Леночка, ты пиши, пожалуйста, пиши. Пока ты пишешь, мы живем. Понимаешь, нам кажется, что мы все умерли и попали в АД. А читаем тебя, понимаем: есть жизнь, и мы живы. Дыши за нас там, не сдавайся. А мы на 1 Мая на парад не пошли. Вот! Никто! Город пустой был. Без флагов, речей, транспарантов. А старики пошли в комендатуру, высказали все казакам. Говорят, вы, мол, Победой и фашистами прикрываетесь, чтобы нас грабить, да таких зверей, как вы, даже фашисты бы боялись, коммуняки вы, а не фашисты. Так их в яму бросили. Сидят. Голодают третий день. Мы в ОБСЕ звонили, а они говорят, не их компетенция. И мальчика из ополчения застрелили, что за дедов заступился. Вот как!
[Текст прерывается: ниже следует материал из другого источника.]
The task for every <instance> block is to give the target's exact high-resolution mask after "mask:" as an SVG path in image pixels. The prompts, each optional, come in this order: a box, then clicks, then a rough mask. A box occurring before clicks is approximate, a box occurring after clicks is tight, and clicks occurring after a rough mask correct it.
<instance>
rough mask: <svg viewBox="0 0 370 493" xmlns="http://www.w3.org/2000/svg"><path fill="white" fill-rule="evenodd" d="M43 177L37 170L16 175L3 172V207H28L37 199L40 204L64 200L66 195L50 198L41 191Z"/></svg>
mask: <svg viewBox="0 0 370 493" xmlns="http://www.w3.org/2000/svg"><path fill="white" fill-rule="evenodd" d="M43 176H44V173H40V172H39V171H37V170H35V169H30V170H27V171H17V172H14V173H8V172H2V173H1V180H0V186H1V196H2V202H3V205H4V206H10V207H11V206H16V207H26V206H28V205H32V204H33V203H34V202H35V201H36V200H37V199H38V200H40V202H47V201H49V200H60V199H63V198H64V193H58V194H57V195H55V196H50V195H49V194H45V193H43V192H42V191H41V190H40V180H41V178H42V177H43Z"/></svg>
— Я уехала. Что я могу писать? Ведь я писала вести из зоны. Вживую. С натуры.
— Правильно, что уехала. Мы знаем, как Шмальц тебя расстрелять хотел. Уже весь город гудит. Ты молчала, а в городе-то все знают. Даже опочленцы говорят: «Один мужик в юбке в городе был, и того потеряли, надо было ее генералом ставить, уже бы город от бандитов освободили». Ты столько для людей сделала. Просто (молчание) мы не понимали, что ты делаешь… Вот, может, это и расплата. Ты за город боролась, за людей, за экологию. А мы не понимали, думали, это все мелочи, об этом власть должна думать, а не мы. Вот они и надумали. За нас. А сейчас понимаем: каждая мелочь, каждое наше молчание, каждое попустительство власти теперь по нам бьет.
Леночка, ты пиши. Мы теперь будем твоими ушами и глазами. Все будет с натуры. Мы, знаешь, флажки рисуем, пока радио слушаем. Поем украинские песни и рисуем. Карандашами раскрашивали бумагу в желто-блакытный. А на Пасху, как краски пищевой завезли, так мы набрали ее и теперь бумагу красим пищевой краской. Много купили. А потом флажки клеим на столбы. А они дерут. Ногти ломают, плачут, до крови дерут. Так мы что придумали. Мы на клейстер из муки флажки сажаем. «Столько „ваты“ маникюру попортило», — смеются. — А мы в окошко: «Ломай когти, ломай, меньше кусать нас будешь». Смеемся.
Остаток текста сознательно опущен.